I did something similar for $\pi_H \circ f$. However, this feels unsettling. Also, how would I even verify that $f$ is a homomorphism, if I do not know the rule of its mapping? Would I have to contrive a rule?

You are asked to show whether or not such a homomorphism exists. If you think it does, then you can either try to show that the non-existence of such a homomorphism leads to a contradiction, or you can exhibit a specific f.

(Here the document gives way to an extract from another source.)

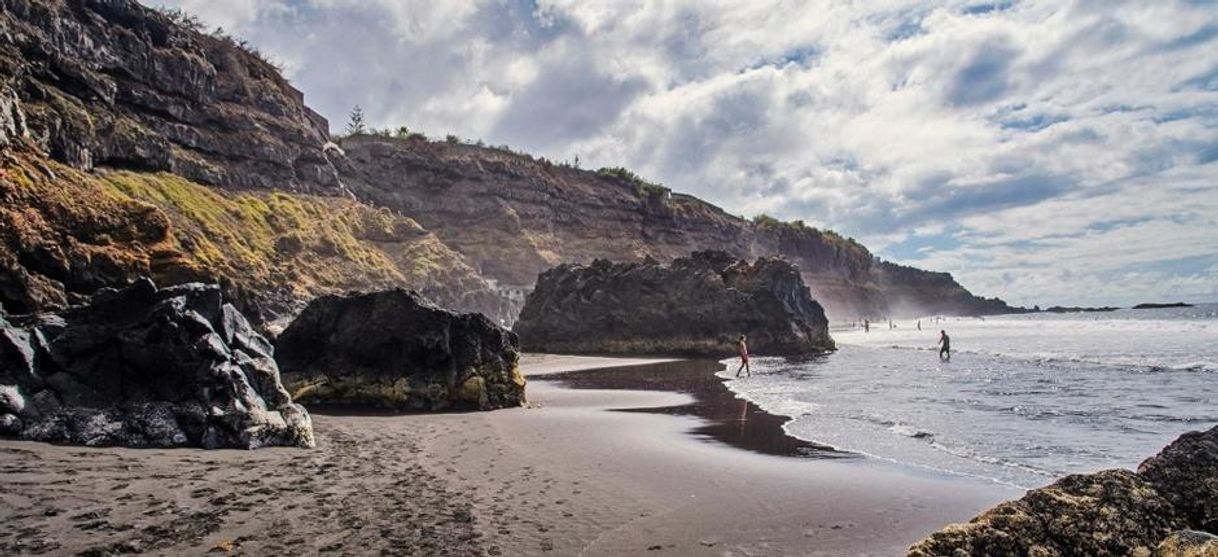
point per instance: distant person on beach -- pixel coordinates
(743, 349)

Unless otherwise specified, the group operation on G \times H is (g_1,h_1)(g_2,h_2) = (g_1g_2,h_1h_2). You are given homomorphisms \sigma_1 : K \to G and \sigma_2 : K \to H. Can you think of a way to use those to construct a map K \to G \times H? Is that map a homomorphism? Does it satisfy the other conditions given in the problem?

 

[Bashyboy]

Would the rule be as simple as $f(k) = (g,h)$? I tried this, but I ran into some difficulty when trying to verify if it is a homomorphism:

First of all, let me define some conventions: Let $\star_1$ be the operator associated with the group $K$#, $\star_2$ with $G$, $\star_3$ with $H$, and $\star$ with $G \times H$.

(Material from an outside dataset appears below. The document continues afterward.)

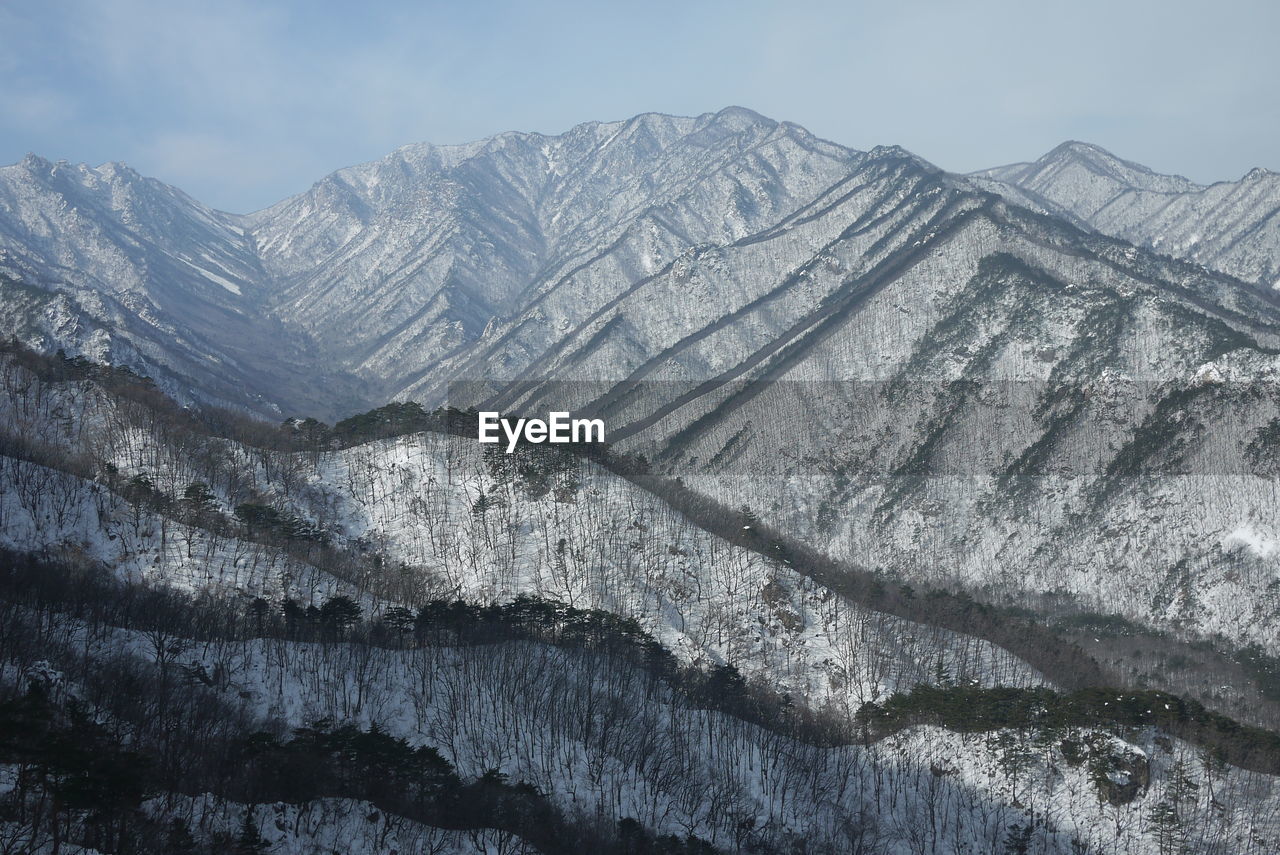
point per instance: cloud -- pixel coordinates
(282, 92)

$f(k_1 \star_1 k_2)= f(k_1) \star f(k_2)$

$f(k_1 \star_1 k_2) = (g_1,h_1) \star (g_2,h_2)$

$f(k_1 \star_1 k_2) = (g_1 \star_2 g_2 , h_1 \star_3 h_2)$

The problem I am facing is, how do I evaluate $f(k_1 \star_1 k_2)$?

 

[pasmith]

What is f(k_1) in terms of the homomorphisms you are given? What is f(k_2)? What is f(k_1k_2)? Is it equal to f(k_1)f(k_2)?

 

[Bashyboy]

What is f(k1)f(k_1) in terms of the homomorphisms you are given? What is f(k2)f(k_2)?

Well, I suppose that $f(k_1) = (g_1,h_1)$ and $f(k_2) = (g_2,h_2)$.

What is $f(k_1k_2)$? Is it equal to $f(k_1)f(k_2)$?

That is what I am trying to demonstrate. If the equality $f(k_1 k_2) = f(k_1) f(k_2)$ is true, then I know that $f$ is a homomorphism. However, I am not sure how to evaluate $f(k_1 k_2)$, which leads me to suspect that the rule I have constructed is not specific enough.

 

[Bashyboy]

So, does anyone have any new thoughts?

 

[Bashyboy]

I figured it out. Define the mapping $f: K \rightarrow G \times H$ to have the rule $f(k) = \bigg(f_1(k),f_2(k) \bigg)$

 

[Stephen Tashi]

The Attempt at a Solution

Define $f$ to be the mapping $f : K \rightarrow G \times H$.

If there are preliminary definitions needed to define f, you should give them before you say "Define f". Aren't projections and their notation already defined in your course matherials? If so, defining \pi_G and \pi_H could be part of "2. Homework Equations ", but you don't need to state those definitions in your proof.

To define f, all you must do is (for each k \in K ) is to define the element f(k). What element of G \times H will it be?

Once you have defined f as a function, you don't need to define things like \pi_G \circ f. The definition of that follows from the standard definition for composing functions.